百夜物語の一夜

甘木 銭

第1話-影-

 飯山啓介の家に大学の友人三名が集まったのは、夜十時を過ぎた頃だった。

 啓介の家に、大学の友人達で泊まるのだ。


 それぞれに着替えなどを詰めたカバンを持った三人を、啓介が玄関で迎えた。


 今夜は家族が不在で家はシンと静まり返っていたが、三人が入ってきたことで一気に騒々しくなる。

 二階の啓介の部屋に集まった四人はそれぞれに荷物を下ろし、輪を描くように床に座る。

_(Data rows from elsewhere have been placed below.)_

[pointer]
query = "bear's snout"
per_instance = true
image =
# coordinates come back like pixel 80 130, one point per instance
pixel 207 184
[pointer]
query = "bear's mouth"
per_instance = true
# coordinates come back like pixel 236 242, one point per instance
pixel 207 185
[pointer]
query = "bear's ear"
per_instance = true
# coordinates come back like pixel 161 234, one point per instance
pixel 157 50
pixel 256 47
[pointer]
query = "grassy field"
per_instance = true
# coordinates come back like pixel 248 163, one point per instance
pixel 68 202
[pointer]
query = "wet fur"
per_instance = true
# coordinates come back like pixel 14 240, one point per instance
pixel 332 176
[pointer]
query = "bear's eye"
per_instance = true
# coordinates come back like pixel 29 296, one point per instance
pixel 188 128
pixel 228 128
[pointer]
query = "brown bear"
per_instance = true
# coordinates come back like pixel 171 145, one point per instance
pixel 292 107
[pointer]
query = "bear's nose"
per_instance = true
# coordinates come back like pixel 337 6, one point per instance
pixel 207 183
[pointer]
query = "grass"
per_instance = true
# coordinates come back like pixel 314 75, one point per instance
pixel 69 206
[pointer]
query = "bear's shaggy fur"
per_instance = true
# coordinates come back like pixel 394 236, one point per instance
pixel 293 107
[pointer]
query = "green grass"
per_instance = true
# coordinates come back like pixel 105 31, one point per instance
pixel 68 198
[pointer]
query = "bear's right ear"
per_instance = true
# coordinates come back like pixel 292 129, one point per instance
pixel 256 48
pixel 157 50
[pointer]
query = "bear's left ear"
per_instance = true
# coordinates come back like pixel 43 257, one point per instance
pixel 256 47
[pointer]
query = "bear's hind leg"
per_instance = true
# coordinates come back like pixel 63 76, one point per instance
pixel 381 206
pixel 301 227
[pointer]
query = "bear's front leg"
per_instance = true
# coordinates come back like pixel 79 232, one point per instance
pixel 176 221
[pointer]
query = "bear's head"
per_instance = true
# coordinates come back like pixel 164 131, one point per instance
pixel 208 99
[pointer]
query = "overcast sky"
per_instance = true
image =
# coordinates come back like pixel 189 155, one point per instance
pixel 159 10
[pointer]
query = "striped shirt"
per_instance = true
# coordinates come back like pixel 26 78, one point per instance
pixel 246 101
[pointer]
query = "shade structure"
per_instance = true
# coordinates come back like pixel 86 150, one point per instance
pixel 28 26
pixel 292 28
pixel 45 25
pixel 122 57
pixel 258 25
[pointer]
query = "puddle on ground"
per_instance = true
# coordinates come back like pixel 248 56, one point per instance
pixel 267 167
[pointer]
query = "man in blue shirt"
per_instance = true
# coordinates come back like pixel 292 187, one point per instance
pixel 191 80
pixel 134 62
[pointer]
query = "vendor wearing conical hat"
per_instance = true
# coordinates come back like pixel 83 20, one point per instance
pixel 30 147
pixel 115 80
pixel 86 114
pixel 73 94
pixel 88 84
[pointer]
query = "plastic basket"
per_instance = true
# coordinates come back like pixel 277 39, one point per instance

 しばらくは雑談をしていたが、啓介が一度リビングに菓子を取りに行き、戻ってきたところで


「んじゃ、そろそろ始めるか」

 と宣言した。


 言いながら啓介がスマホをいじりだすと、向かいに座っている村山涼が笑いだす。


「てか今どき百物語ってなあ」

「今時だからこそだろ?」

 にやりとそう返したのは涼の右側に座る井上修也だった。


「おお、ほんとに百物語アプリなんかあるんだね……」

 修也の向かいに座る大野樹が、啓介のスマホをのぞき込んで目を丸くする。


 画面上でゆらゆら揺れるロウソクの火。右上に表示された「百」の文字。

 画面に映されているロウソクは一本のように見えるが、よく見るとその奥に小さく何本もロウソクが立っている。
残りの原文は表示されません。